В вечернем небе снова вспыхивали праздничные ракеты.
Альгирдас Поцюс
Двое молодых и три старика
Сначала был только один молодой и три старика. Молодой сидел за письменным столом,
— Ты — представитель власти, ты и заботься, — густым, словно из бочки идущим голосом говорил Друктянис. — Отобрали мельницу, а присмотреть за нею не умеете. Скоро будете ручные жернова искать.
Молодой мужик, который совсем недавно после выборов сел на стул председателя сельсовета, перегнулся через стол и выкрикнул:
— Завтра поеду проверять! Не беспокойся, мельница не обрушится!
— Работал бы я, сто лет стояла бы мельница, а сейчас куда ни ткнешь пальцем — там и дыра, — раздраженно пробормотал Друктянис.
Тут в разговор включился другой старик, который сидел подальше от всех, у стены, недалеко от двери.
Это был отец молодого председателя Руткус. Он зашел сюда просто так, без всякого дела, хотел посмотреть на сына, который приступил к исполнению служебного долга. Старик гордился тем, что его отпрыск стал самым важным человеком в округе.

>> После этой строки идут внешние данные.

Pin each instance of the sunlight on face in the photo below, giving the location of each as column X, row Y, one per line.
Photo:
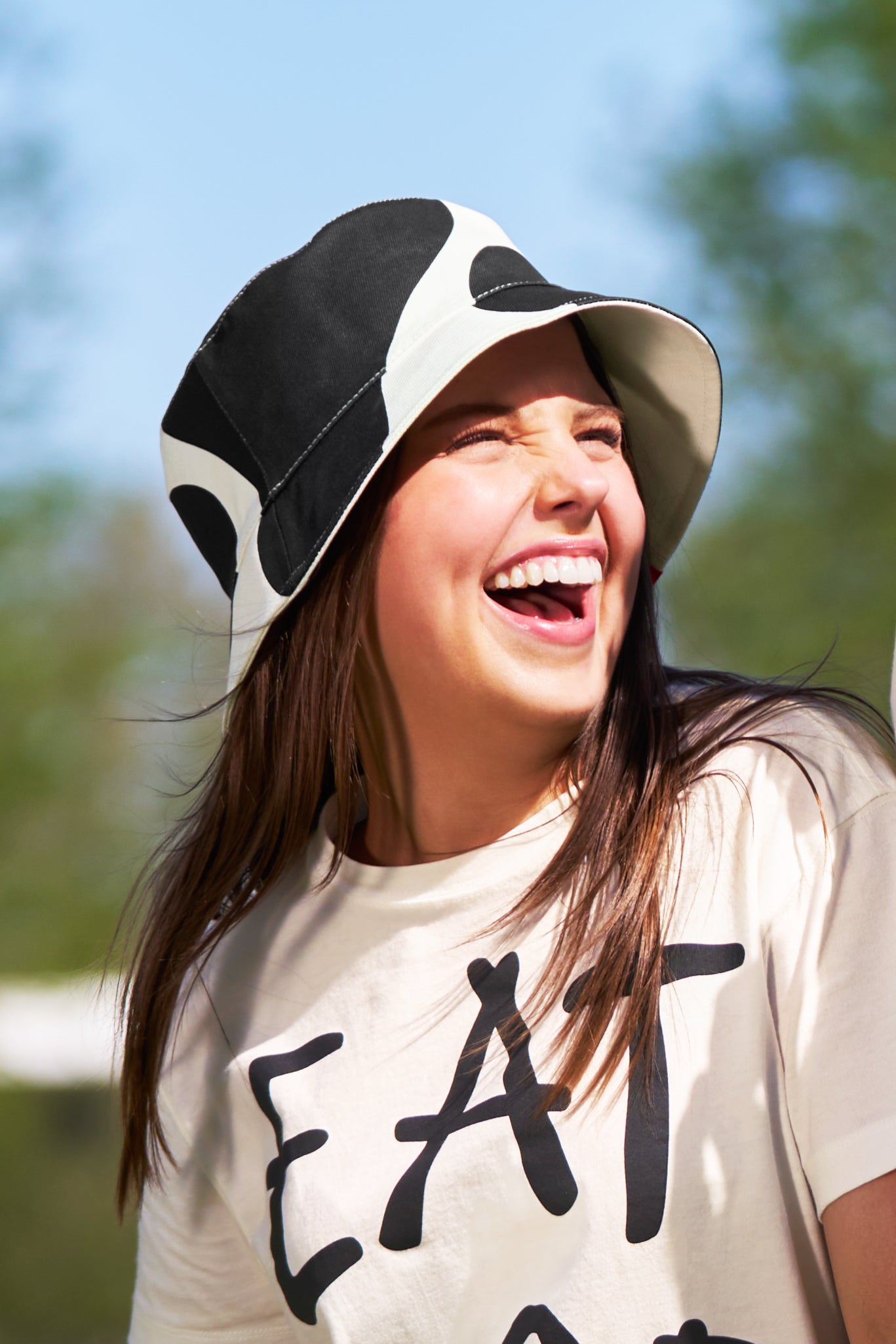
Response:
column 512, row 545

— Чушь порешь, сосед! — сказал старый Руткус. — Какую мельницу ты оставил, такая и стоит. Неужто она могла за этот год сгнить?
Видимо, Друктянис что-то услыхал, потому что он повернулся в его сторону. Мельник не понял смысла слов, но по глазам старика прочитал, что тот сказал что-то недоброжелательное. Друктянис еще больше нахмурился.
— А еще называют себя заступниками бедных и обиженных! — забормотал он. — Вот когда всех превратите в нищих, тогда и будет настоящая власть бедных. Уже видно, что к этому идет.
— Кто ел пирог, тот может и черный хлеб пожевать, — отозвался третий старик, щуплый человечек со взъерошенными усами, — это был почтальон, который принес в Совет округа кучу бумаг и остался здесь послушать разговоры людей.
В этот момент открылась дверь, и в комнату ворвался молодой мужчина в зеленой клетчатой рубашке, с винтовкой в руках. Голубыми испуганными глазами он обвел стариков и остановился на молодом Руткусе. Теперь в комнате были уже все: двое молодых и три старика.
Тому, что у мужчины в зеленой рубашке была винтовка, никто не удивился, потому что в те послевоенные годы многие представители, приезжающие из города, носили с собой оружие. Даже его испуганно бегающие глаза и бледное лицо не вызвали подозрения. Не мудрено, что, проезжая через лес, человек мог испугаться.
— Кто здесь председатель сельсовета? — спросил он вежливо, не спуская глаз с молодого Руткуса.
— Что вам нужно? — спокойно спросил сидящий за столом.
Старики молча смотрели на зеленорубашечника, еще не понимая, что ему нужно.
— Мне нужен новый председатель.
— Я председатель, — ответил молодой Руткус.
Мужчина поднял винтовку.
— За преступную службу коммунистам ты приговорен к смерти.
Никто не успел понять, что происходит, как раздался выстрел, и вся комната запахла порохом. В ушах двух стариков зазвенело, а третий больше по запаху, чем по звуку, понял, что винтовка выстрелила.
Старый Руткус, придя в себя, взглянул на стол и увидел, что голова сына поникла, а на белых бумагах, на которых лежали его руки, начали растекаться кроваво-красные чернила.